As I said, I'm on a relatively low dose for depression. The common dose ranges for that indication that I have seen have been 30 or 40 to 60 (or higher) mg/day, usually split into two doses, morning and afternoon, to avoid too many sleep problems.
I think many people who have done well on one MAOI might do well on selegiline, and it should be just as useful for refractory patients who have failed other first and second-line treatments as the other MAOIs, though the best drug for each person can only be found by trial and error. If one had to pick another MAOI on the market that selegiline is similar to, it might be Parnate (tranylcypromine), which also has some stimulant properties. Its generally thought that Nardil and Marplan (phenelzine and isocarboxazid) are better for those with anxiety and depression, especially the dual diagnosis of depression and social phobia, while Parnate is a better fit for those with "anergic" symptoms. All MAOIs are said to be good for those with "atypical" depressions, characterized by symptoms like mood-reactivity and severe rejection sensitivity.

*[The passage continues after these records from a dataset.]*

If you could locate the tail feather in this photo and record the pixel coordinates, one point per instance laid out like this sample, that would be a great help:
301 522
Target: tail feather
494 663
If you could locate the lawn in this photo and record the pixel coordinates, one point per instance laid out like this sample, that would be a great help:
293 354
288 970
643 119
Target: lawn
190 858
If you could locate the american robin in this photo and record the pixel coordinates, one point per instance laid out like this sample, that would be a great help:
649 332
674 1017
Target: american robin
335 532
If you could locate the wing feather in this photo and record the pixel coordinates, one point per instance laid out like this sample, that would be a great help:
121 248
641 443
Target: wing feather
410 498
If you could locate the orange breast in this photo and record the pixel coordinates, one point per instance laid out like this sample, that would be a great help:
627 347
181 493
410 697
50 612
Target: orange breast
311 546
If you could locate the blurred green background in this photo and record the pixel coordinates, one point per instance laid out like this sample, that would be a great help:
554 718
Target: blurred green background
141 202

The truth, of course, is that these are only broad guidelines, with no hard and fast rules for which drug is best for whom. I think selegiline is a good choice for anyone with depression, and (as I have experienced) has fairly mild side-effects at efficacious doses. However, the other MAOIs are also worth a try, if you haven't already given them a go. Some doctors prefer to use the more "tried and true" antidepressants (selegiline isn't approved as a treatment for depression, and is only used so as an "off-label" therapy - some doctors have never used it in their practice as a result), and its true that the older MAOIs have a richer history to draw from to inform your doctor's decisions.

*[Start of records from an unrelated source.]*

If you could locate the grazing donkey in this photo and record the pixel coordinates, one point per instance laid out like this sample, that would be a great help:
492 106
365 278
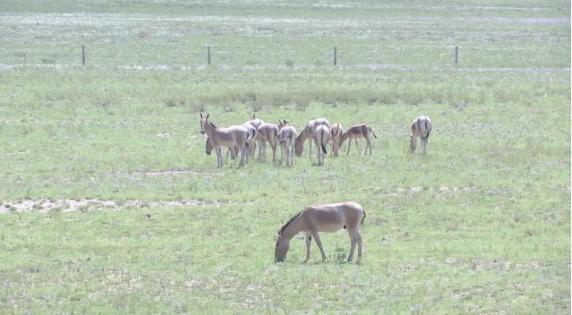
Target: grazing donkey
421 127
256 122
321 136
358 131
310 129
269 134
322 218
235 136
287 138
209 146
336 132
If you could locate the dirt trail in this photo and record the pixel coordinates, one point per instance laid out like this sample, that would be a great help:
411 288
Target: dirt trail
66 205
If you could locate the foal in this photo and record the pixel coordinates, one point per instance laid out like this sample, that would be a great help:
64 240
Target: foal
421 127
235 136
321 135
286 137
256 122
336 132
358 131
322 218
268 133
311 129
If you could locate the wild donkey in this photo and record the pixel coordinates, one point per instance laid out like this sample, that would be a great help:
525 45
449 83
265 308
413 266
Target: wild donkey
421 127
336 131
322 218
255 122
287 138
321 135
235 136
358 131
209 146
269 134
311 126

All that said, I went through many different drugs, with little or no success, before I found selegiline. I wish someone suggested it, or another MAOI, a long time ago. I think many doctors are too reticent to use the MAOIs. They do have their hazards, but the benefits, as far as I'm concerned, far outweigh them, if they prove effective for an individual.
Best of luck to you!
> Is there anyone, who had success with selegiline for the treatment of major depression or dysthymia?
> What doses of selegiline are effective?